Con sus orígenes en Shanghai, él se consideraba diferente. No lograba olvidar sus ambiciones, la esperanza de que había un montón de dinero esperándole como el sobrino-nieto de Yang.
Empezó a leer sobre Yang y descubrió la novela, Muerte de un Profesor Chino. Al igual que otras personas, creyó que el éxito de dicha novela derivaba de la relación que Yin mantuvo con Yang. De modo que Bao pensó que su derecho como heredero legal de Yang no debería quedar en el olvido.
Y si Yang le había dejado a Yin una colección de poesías, Bao consideró que podrían existir más manuscritos, tal vez de traducciones o novelas. En una ocasión, su madre comentó que Yang estaba escribiendo una historia, antes de la Revolución Cultural. También se dio cuenta de que, gracias a la notoriedad que había cobrado Muerte de un Profesor Chino, podría haber una segunda o incluso una tercera edición de la colección de poemas de Yang, de la cual podría obtener algún dinero.
Bao no solamente se dejaba llevar por sus especulaciones.

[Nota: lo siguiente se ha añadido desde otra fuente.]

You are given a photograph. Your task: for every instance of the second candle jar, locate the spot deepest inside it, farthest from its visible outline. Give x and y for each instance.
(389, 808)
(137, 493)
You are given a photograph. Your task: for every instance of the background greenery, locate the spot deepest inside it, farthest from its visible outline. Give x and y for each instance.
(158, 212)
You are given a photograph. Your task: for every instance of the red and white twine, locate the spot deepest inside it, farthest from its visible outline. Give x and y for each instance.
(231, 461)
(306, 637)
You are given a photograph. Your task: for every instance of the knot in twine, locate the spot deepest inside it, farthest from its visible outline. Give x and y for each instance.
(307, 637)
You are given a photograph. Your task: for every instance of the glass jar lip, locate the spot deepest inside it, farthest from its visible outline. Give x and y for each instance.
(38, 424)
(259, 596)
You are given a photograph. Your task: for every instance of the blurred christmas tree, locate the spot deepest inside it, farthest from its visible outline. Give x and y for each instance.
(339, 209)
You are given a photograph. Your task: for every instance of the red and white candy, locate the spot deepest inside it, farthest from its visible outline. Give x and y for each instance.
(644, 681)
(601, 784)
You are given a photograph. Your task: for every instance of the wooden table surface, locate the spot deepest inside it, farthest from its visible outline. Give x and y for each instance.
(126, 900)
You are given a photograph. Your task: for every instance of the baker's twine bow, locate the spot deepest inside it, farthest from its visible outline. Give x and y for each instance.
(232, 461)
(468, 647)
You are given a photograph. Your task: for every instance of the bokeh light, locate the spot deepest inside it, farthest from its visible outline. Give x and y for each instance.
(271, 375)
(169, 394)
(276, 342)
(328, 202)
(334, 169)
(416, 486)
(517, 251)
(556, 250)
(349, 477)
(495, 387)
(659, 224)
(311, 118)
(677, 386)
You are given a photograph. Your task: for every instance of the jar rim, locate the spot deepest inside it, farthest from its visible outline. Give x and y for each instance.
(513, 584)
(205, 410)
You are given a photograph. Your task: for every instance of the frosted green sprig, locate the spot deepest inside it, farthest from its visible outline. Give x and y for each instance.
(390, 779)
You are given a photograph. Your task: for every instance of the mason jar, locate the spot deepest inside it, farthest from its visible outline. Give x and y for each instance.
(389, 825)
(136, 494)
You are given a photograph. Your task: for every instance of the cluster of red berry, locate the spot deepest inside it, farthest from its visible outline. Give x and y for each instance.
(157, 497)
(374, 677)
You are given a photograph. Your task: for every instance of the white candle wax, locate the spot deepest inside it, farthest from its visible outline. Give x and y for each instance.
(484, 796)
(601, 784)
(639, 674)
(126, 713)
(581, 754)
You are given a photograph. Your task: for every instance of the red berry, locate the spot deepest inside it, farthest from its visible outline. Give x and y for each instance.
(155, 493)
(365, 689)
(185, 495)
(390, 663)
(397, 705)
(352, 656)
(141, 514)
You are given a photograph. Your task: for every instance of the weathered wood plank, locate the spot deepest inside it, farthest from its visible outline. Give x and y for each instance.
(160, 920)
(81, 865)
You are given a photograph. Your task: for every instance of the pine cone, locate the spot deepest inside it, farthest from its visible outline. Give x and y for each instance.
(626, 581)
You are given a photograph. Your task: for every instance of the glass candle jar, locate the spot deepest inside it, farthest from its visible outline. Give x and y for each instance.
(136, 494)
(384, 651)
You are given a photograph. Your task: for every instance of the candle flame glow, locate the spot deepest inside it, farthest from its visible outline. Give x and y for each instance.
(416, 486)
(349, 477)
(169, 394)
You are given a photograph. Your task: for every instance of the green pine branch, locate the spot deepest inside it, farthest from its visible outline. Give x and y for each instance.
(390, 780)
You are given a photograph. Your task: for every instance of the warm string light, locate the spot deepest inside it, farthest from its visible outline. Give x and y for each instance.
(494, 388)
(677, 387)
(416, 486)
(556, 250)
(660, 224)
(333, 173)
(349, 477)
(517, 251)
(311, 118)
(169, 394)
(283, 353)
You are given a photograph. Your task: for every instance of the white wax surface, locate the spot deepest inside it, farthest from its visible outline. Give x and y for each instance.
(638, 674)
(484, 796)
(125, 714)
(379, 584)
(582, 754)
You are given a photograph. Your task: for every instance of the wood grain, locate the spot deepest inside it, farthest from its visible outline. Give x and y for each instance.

A la vez que trabajaba en empleos de baja categoría, intentaba por todos los medios hacer fortuna mediante todos los métodos que se le ocurrían. Empezó a apostar al mah-jongg. No funcionó. No perdió mucho, pero las noches largas y sin dormir a la mesa de mah-jongg le costaron varios trabajillos. Entonces, se introdujo en el mercado bursátil utilizando dinero prestado. Aunque al principio ganó un par de cientos de yuanes, pronto empezó a acumular pérdidas al tiempo que el dinero parecía hundirse en un cenagal. Sus acreedores comenzaron a acosarle, llamándole a la puerta a altas horas de la madrugada.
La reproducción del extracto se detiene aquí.